Meltdown is the more serious of these two vulnerabilities, because it happens entirely in a single user space program and doesn’t require any special code in the victim process or kernel. In the real world, this makes it much easier for an attacker to exploit. Fortunately Meltdown can be fixed at the operating system level, but the fix carries a performance penalty that may be as high as 30%.

In the Meltdown sample code, readers may have wondered how an instruction like mov rax, [someKernelAddress] could possibly work in user mode code, even speculatively, since the kernel uses a different virtual to physical address mapping than the user mode process. It turns out that Linux (and I assume other operating systems too) maps the kernel’s memory into the address space of every user process, for performance reasons. By keeping the kernel permanently mapped, there’s no need to flush the TLB when switching between user and kernel space, and TLB entries for kernel space never need to be flushed. The processor’s MMU can normally be trusted to prevent user processes from accessing this kernel memory – except in the case we’ve just seen. The details are nicely explained in the description of a related technology named KAISER.

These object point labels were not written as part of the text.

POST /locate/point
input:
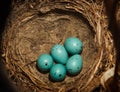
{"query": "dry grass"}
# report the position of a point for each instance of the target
(33, 27)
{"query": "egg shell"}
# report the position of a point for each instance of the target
(44, 62)
(74, 64)
(58, 72)
(59, 54)
(73, 45)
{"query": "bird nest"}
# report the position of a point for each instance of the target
(33, 27)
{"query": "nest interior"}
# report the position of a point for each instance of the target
(33, 28)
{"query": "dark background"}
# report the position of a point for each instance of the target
(5, 83)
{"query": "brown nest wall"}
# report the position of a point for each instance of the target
(34, 27)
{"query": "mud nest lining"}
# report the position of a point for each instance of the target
(33, 28)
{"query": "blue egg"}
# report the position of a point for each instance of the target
(74, 64)
(73, 45)
(58, 72)
(59, 54)
(44, 62)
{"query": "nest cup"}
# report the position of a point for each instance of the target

The “fix” is KPTI: kernel page table isolation. This ends the longstanding practice of mapping kernel memory into the address space of user processes. This ensures that mov rax, [someKernelAddress] won’t be able to reveal any information. However, it means that the TLB must be flushed every time there’s a switch between user and kernel code. If a user process makes frequent kernel calls, the constant TLB flushing will be expensive and have a significant negative performance impact.

 
The Future

Meltdown and Spectre are scary, not only because of what they can do themselves, but because they introduce a Pandora’s Box of new vulnerability types we’re sure to see more of in the future. We can no longer think about security analysis as something that gets applied to specific software programs or operating systems, examining the code and imagining it being executed instruction by instruction in an abstract environment. We must now consider the specific highly complex CPU (often not fully documented) that runs this software, and understand the many subtle ways in which the true hardware behavior differs from the instruction-by-instruction conceptual model.

The KAISER document mentions techniques like exploiting timing differences in fault handling, observing the behavior of prefetch instructions, and forcing faults using the Intel TSX (transactional memory) instructions. This will be a new frontier for most developers, forcing them to peel back a layer of abstraction when evaluating future computer security issues. The world just got a lot more complicated.